Republicans, led by hawkish Sen. Lindsey Graham of South Carolina, are zeroing in on the larger consequences of a chaotic and dangerous withdrawal.
- Graham sent a letter to Biden’s Pentagon leaders on Tuesday asking whether they wanted to review their June assessment to Congress that the removal of U.S. troops from Afghanistan would bring a medium risk of terrorist organizations re-emerging to threaten our homeland within two years.

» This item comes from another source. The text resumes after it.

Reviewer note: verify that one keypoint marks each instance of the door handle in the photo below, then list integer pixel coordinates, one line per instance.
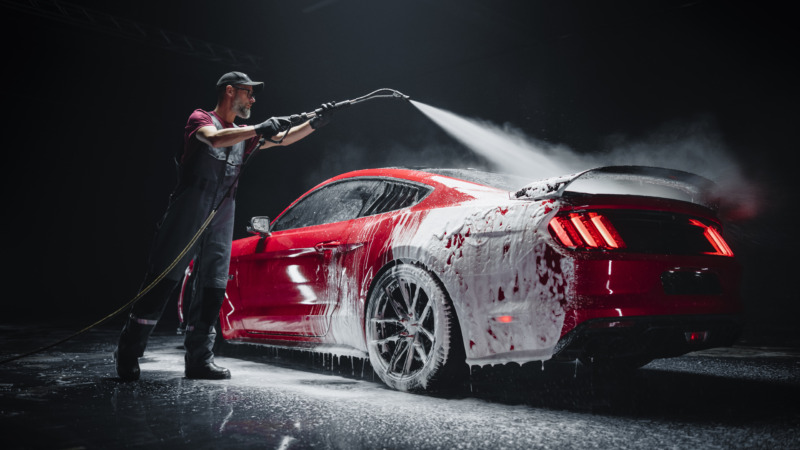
(330, 245)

- The Pentagon didn't respond to a request for comment on whether they’ve amended this timeline in light of the Taliban’s recent conquests.
"The ripple effect of what’s going on in Afghanistan is devastating," Graham told Axios in a phone interview Thursday. "To lose in one place hurts you in every place."

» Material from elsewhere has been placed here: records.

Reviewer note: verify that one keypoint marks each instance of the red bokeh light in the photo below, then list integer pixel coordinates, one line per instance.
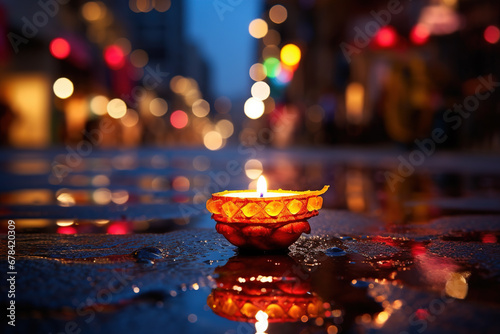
(60, 48)
(386, 37)
(179, 119)
(419, 34)
(66, 230)
(114, 57)
(492, 34)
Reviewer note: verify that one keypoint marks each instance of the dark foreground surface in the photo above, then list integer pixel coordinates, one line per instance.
(441, 278)
(120, 242)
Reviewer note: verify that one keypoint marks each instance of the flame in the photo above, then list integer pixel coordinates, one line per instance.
(262, 186)
(261, 316)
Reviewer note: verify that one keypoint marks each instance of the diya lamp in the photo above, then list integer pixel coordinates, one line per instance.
(264, 219)
(264, 289)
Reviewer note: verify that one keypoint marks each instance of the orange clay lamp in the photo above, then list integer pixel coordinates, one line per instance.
(263, 219)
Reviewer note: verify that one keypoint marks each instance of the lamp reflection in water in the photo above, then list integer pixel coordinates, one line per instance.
(264, 289)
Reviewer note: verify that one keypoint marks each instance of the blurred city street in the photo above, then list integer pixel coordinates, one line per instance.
(119, 120)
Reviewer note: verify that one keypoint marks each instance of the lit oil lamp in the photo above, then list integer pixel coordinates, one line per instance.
(264, 219)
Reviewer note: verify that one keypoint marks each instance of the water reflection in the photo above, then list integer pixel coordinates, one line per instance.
(288, 291)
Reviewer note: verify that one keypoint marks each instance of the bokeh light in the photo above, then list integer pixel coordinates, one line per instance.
(200, 108)
(98, 105)
(201, 163)
(260, 90)
(272, 38)
(102, 196)
(213, 140)
(257, 28)
(119, 196)
(130, 119)
(114, 57)
(63, 88)
(225, 128)
(179, 119)
(158, 107)
(492, 34)
(272, 66)
(386, 37)
(117, 108)
(271, 51)
(254, 108)
(290, 55)
(60, 48)
(253, 168)
(285, 75)
(419, 34)
(139, 58)
(258, 72)
(93, 10)
(180, 183)
(222, 105)
(278, 14)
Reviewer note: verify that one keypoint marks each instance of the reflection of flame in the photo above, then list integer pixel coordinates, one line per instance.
(262, 186)
(261, 324)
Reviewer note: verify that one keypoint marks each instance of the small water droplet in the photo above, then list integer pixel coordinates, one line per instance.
(335, 251)
(360, 284)
(147, 255)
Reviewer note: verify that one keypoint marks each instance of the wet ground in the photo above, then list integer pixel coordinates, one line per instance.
(417, 256)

Democrat brushes off GOP efforts to tie party to Kabul fallout ahead of midterms
Republican efforts to saddle the Democrats with fallout from the fall of Kabul won't necessarily fly with voters — or instill fears in midterm candidates.

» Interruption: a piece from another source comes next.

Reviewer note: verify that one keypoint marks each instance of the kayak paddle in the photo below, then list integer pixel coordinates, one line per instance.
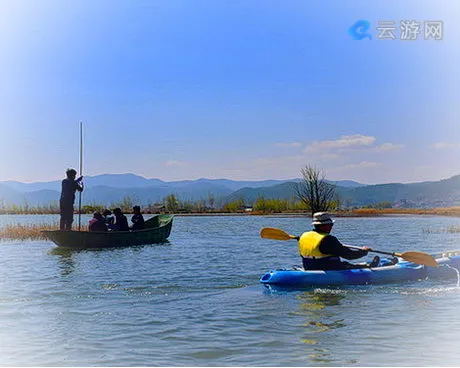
(412, 256)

Why it matters: Axios traveled to Virginia’s 7th District last week, where Rep. Abigail Spanberger is running for re-election in a bellwether district. She focused solely on selling President Biden’s stimulus package and the bipartisan infrastructure deal still working its way through Congress.
- In conversations the congresswoman had with her Richmond-area constituents, Afghanistan didn't come up.
- She drew greater reaction for her efforts to bring broadband to rural areas.
- “We might not have a Taliban, but with the Capitol insurrection and the partisanship, we don’t have a government that functions,” said Carena Ives, a 53-year-old restaurant owner. “We need to focus on home.”
What they're saying: It’s just one piece of evidence, albeit anecdotal, that Biden’s handling of the Afghanistan withdrawal may not be the political cudgel Republicans hope for the midterms.
- “I don’t blame Trump. I don’t blame Biden, because he continued the withdrawal. We can’t perfect the world,” said Annie Tobey, 61.
- Elyse Shoenig, 75, whose late husband was a Vietnam veteran, said when she saw the images from the fall of Kabul, she was immediately reminded of Saigon.
- Asked whether it will affect the way she votes, she replied, “Not yet. But I will need to see the situation play out.”
Between the lines: Spanberger, 42, is a former CIA analyst who defeated a Republican in 2018 to end the GOP's 36-year hold of the district.
- She was narrowly re-elected in 2020, as Joe Biden squeaked by President Trump in the 7th District.
- Spanberger was thrust into the spotlight just after Election Day when a leaked phone conversation caught her criticizing the defund-the-police rhetoric embraced by some Democrats.
- As if channeling her constituents' current thinking, Spanberger held a roundtable focused on expanding broadband at a rural brewery. She also stopped by Carena’s Jamaican Grille to learn how the stimulus bill had helped keep the restaurant afloat.
Spanberger told Axios she's still prepared for Afghanistan to be used as a political weapon.
- “[Opponents] will use anything for political leverage. They’ll use the fact that I drink a decaf as opposed to a caffeinated coffee, but even the most engaged or disengaged voter recognizes that this is a complicated issue,” she said.
- The congresswoman added that there's only a very small contingency of Americans who wanted to stay in Afghanistan.
- “Any person who says, ‘That’s 100% wrong, therefore I’m not voting for Democrats,’ well, did that person not want to leave?”
The congresswoman didn't travel to Afghanistan while in the CIA but did work on gathering intelligence for counterterrorism efforts in the Middle East.
- “There is no world in which we can see the collapse of Kabul to the Taliban and not think, probably we should have done something better, different,” she said.
Be smart: One constituent, Immanuel Sutherland, 50, said: “I don't want to be quick to just rush to judgment knowing this was a situation that is not going to be easy to get out of.”